Sitting right in the middle of the film, the torture scene is Tarantino’s setpiece, which he uses to the extreme. Madsen gives a stellar performance as the deranged Mr. Blond, made all the more horrifying because he’s so calm and charming. He’s represents the most dangerous evil, the kind you might unknowingly let into your living room. “I don’t care what you know,” he casually informs the cop. “But I’m going to torture you, regardless, because it’s amusing to me to torture cops.”


Eventually, you can see that this film is working its way toward an inevitable conclusion where all guns will be drawn, and some if not all of them will be fired. There’s method to Tarantino’s madness, but it isn’t apparent until the end credits are rolling. Everything that takes place is calculated to lead to the gory, nihilistic conclusion.


Tarantino is an extraordinary filmmaker, even if he isn’t exactly shooting for the stars. With this first film, he shows a raw talent and an unmistakable understanding of film lore. Before breaking into Hollywood, he spent several years working as a clerk in a Los Angeles video store, and he obviously took more than a few films home with him. In both plot elements and style, he borrows from a number of filmmakers, yet “Reservoir Dogs” remains wholly his.
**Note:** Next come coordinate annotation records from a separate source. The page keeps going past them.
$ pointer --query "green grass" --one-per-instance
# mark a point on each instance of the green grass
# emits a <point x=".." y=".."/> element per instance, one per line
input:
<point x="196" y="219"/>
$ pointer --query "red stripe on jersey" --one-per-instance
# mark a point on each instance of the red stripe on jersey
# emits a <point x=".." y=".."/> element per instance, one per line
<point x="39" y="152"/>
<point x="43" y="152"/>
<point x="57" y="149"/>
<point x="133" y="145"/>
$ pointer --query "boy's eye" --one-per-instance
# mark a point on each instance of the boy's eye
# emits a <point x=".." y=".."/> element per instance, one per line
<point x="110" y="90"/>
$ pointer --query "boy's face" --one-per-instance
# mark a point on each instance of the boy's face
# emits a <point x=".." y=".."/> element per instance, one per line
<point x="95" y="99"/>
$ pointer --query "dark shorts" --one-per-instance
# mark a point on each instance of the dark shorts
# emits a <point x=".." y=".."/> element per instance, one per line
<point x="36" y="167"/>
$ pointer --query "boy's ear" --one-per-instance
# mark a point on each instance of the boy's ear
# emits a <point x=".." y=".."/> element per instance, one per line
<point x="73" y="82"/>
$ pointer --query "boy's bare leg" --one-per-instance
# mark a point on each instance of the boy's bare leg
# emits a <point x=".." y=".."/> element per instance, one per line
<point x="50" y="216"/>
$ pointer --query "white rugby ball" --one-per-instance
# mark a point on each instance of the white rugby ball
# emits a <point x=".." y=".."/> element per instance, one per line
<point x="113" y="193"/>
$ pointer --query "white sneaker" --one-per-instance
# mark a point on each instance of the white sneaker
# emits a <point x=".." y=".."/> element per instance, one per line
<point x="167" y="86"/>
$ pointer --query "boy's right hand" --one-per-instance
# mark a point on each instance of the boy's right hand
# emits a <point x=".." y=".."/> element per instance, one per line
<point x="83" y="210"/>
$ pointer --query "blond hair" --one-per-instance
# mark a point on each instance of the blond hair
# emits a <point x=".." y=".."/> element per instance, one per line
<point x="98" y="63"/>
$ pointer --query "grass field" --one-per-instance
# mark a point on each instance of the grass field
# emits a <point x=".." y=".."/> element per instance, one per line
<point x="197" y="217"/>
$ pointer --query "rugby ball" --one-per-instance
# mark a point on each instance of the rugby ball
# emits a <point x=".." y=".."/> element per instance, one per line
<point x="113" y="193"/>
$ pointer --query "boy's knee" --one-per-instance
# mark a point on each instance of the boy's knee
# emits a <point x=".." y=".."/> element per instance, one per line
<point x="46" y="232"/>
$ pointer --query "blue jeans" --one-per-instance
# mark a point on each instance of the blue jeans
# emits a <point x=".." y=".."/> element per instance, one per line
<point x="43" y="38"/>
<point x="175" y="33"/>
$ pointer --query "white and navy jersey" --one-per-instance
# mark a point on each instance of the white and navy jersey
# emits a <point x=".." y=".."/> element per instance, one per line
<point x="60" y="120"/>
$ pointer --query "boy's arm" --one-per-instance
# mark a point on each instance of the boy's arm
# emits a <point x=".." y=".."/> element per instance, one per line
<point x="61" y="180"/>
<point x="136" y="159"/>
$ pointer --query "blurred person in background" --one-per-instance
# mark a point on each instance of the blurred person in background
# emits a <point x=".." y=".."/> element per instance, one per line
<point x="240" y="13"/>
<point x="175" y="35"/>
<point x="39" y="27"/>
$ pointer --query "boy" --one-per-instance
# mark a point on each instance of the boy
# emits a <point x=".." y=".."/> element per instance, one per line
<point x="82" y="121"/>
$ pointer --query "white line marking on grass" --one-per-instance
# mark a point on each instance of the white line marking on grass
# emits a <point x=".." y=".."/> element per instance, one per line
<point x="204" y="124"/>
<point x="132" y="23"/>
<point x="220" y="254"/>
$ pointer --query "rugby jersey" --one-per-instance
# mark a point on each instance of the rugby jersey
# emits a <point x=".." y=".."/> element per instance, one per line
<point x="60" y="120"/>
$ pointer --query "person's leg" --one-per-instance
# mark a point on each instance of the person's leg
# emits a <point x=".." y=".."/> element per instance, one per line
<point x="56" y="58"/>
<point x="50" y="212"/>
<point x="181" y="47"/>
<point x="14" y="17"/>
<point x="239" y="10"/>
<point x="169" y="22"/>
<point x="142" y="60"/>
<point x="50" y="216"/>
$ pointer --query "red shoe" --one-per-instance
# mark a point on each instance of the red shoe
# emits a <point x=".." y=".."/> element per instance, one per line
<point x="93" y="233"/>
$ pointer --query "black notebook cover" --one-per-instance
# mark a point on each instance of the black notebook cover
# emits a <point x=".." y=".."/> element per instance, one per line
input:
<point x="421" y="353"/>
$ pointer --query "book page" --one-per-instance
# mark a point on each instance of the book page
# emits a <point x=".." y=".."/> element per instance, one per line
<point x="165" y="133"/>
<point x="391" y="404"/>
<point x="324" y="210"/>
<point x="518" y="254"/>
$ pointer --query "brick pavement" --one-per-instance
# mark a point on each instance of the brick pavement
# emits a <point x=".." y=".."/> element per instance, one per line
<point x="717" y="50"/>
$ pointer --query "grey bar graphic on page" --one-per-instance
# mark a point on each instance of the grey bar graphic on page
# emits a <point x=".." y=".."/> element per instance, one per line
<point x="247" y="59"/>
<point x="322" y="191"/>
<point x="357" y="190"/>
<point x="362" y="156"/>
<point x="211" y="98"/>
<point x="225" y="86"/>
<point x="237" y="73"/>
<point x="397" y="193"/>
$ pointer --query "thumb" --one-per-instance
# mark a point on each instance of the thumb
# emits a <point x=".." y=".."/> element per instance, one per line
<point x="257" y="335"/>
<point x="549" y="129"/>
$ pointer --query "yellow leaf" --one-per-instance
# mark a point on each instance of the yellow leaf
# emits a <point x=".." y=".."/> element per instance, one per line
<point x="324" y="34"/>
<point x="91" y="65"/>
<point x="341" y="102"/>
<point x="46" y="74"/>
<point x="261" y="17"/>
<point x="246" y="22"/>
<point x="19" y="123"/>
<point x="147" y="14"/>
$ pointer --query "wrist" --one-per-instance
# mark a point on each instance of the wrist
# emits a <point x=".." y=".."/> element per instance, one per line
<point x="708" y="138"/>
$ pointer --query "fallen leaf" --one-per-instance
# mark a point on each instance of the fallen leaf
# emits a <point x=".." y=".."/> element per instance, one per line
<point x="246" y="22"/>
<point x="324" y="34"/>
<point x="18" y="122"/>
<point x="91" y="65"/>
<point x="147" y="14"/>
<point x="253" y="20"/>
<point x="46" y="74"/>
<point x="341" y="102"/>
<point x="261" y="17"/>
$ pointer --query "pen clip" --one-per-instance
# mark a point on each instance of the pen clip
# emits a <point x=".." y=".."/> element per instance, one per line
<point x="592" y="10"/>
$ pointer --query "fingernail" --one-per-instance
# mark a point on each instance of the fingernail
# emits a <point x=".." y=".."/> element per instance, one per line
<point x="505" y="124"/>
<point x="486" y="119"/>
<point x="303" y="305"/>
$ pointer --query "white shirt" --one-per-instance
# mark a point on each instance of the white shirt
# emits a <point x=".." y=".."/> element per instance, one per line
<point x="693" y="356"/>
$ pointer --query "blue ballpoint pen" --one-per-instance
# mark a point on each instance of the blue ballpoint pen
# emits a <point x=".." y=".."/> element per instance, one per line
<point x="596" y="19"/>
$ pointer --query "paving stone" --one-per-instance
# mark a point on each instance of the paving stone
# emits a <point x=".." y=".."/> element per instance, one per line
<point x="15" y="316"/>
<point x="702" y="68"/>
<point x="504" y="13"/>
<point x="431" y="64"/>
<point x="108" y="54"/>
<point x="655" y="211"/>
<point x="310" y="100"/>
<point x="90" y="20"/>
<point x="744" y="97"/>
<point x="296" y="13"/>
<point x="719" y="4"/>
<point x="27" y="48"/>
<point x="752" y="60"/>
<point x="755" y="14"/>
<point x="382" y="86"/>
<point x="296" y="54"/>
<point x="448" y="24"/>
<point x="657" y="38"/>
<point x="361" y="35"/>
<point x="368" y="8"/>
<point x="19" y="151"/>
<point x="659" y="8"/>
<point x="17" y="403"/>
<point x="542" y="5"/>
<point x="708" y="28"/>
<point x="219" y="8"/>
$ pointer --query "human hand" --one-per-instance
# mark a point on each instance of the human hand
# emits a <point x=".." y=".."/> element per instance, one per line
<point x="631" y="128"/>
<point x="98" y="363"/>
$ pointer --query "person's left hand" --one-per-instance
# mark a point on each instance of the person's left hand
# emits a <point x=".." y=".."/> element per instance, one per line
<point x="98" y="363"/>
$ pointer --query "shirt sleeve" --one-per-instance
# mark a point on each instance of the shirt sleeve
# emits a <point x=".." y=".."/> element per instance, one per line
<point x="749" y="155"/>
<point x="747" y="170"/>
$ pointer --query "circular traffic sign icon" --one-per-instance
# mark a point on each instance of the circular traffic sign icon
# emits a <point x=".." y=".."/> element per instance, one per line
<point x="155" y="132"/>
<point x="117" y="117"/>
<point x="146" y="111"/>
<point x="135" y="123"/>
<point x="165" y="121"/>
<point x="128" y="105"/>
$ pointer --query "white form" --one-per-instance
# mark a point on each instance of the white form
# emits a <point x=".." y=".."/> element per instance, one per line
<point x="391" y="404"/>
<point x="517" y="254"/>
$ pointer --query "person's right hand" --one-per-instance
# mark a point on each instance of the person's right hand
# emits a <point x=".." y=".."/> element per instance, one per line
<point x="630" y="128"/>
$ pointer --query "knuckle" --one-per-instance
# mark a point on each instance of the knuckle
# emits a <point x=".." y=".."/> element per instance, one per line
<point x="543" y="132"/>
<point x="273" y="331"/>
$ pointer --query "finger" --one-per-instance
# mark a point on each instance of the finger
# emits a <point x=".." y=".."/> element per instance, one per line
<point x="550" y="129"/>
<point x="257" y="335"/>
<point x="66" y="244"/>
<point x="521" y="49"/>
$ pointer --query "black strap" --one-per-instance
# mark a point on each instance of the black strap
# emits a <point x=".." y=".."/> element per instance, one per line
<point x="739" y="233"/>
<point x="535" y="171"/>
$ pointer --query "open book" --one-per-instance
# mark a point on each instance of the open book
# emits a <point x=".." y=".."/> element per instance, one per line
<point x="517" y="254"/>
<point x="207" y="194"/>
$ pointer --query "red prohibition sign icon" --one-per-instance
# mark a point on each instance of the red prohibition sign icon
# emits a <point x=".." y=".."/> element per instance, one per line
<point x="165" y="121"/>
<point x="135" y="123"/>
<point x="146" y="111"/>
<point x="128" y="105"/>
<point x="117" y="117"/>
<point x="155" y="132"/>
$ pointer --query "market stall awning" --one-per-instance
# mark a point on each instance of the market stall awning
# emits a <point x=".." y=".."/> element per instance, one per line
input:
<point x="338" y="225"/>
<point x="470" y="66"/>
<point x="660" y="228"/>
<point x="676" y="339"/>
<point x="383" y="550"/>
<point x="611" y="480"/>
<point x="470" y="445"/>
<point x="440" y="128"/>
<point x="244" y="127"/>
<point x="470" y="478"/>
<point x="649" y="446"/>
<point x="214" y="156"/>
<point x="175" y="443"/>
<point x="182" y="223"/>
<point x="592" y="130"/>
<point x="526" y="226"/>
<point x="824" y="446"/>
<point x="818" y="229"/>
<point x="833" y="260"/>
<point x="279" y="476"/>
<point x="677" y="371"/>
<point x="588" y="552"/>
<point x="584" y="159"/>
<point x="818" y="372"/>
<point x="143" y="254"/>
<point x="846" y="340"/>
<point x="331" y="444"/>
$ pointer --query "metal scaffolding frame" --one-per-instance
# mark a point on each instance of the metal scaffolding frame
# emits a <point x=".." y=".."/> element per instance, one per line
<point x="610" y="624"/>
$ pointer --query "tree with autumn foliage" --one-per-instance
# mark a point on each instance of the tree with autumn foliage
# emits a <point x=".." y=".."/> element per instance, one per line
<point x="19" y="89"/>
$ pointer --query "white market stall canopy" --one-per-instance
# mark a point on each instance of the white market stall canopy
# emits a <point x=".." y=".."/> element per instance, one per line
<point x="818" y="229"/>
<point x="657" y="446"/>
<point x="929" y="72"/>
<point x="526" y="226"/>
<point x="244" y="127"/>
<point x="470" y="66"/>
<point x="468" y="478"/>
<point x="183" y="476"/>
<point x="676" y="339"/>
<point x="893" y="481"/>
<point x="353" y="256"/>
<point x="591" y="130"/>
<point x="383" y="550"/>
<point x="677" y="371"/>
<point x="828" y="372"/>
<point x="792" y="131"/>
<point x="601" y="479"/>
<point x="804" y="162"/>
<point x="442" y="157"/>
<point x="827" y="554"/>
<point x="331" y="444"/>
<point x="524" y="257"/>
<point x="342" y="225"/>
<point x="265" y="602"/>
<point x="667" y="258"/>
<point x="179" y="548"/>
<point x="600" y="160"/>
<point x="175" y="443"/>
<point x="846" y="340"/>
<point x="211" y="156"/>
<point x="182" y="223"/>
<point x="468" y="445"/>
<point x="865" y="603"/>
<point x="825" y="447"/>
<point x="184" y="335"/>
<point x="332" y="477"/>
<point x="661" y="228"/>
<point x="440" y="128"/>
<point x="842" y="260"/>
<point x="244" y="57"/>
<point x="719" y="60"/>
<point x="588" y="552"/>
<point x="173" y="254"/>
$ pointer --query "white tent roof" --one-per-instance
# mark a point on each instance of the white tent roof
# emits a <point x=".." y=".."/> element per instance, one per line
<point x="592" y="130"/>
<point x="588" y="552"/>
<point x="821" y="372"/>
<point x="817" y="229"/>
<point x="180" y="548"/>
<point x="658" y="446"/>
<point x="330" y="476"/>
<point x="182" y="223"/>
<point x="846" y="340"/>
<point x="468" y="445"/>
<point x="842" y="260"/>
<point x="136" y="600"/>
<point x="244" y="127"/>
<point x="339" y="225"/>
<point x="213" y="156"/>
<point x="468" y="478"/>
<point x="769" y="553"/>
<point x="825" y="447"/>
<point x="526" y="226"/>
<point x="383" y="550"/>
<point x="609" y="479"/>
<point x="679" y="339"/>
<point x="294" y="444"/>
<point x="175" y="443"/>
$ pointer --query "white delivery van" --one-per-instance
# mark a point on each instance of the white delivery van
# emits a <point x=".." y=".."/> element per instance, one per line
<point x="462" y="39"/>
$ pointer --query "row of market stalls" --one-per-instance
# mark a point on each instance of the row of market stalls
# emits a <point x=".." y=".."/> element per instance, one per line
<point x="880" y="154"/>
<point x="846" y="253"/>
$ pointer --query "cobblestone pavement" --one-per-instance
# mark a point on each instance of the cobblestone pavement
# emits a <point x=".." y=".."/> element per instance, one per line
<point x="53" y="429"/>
Without the fine performances, “Reservoir Dogs” would sag miserably because so much of the film is dependent on posturing and machismo. So who better to lead this motley bunch than Harvey Keitel and Lawrence Tierney, two characteristically macho performers who have cut their teeth on earlier films like “Mean Streets” and “Born to Kill.”. However, Buscemi and Madsen are the two standouts. Buscemi is as slimy and cunning as he is hyper, while Madsen is the charmer with a straight razor in his boot and a total disregard for human existence.


“Reservoir Dogs” takes old conventions and puts new spin on them. It falls into a long line of movie crime that is meant to be sensational, not realistic. In some way or another, every character is a cliche, but because Tarantino knows this from outset, he is able to work the cliches to fit his own devices. It’s obvious that he’s in love with the material, and his affection spills into every corner of the frame, making this an amazingly animated and inspired film. If a few more directors had this kind of gusto and brass, Hollywood would produce better movies.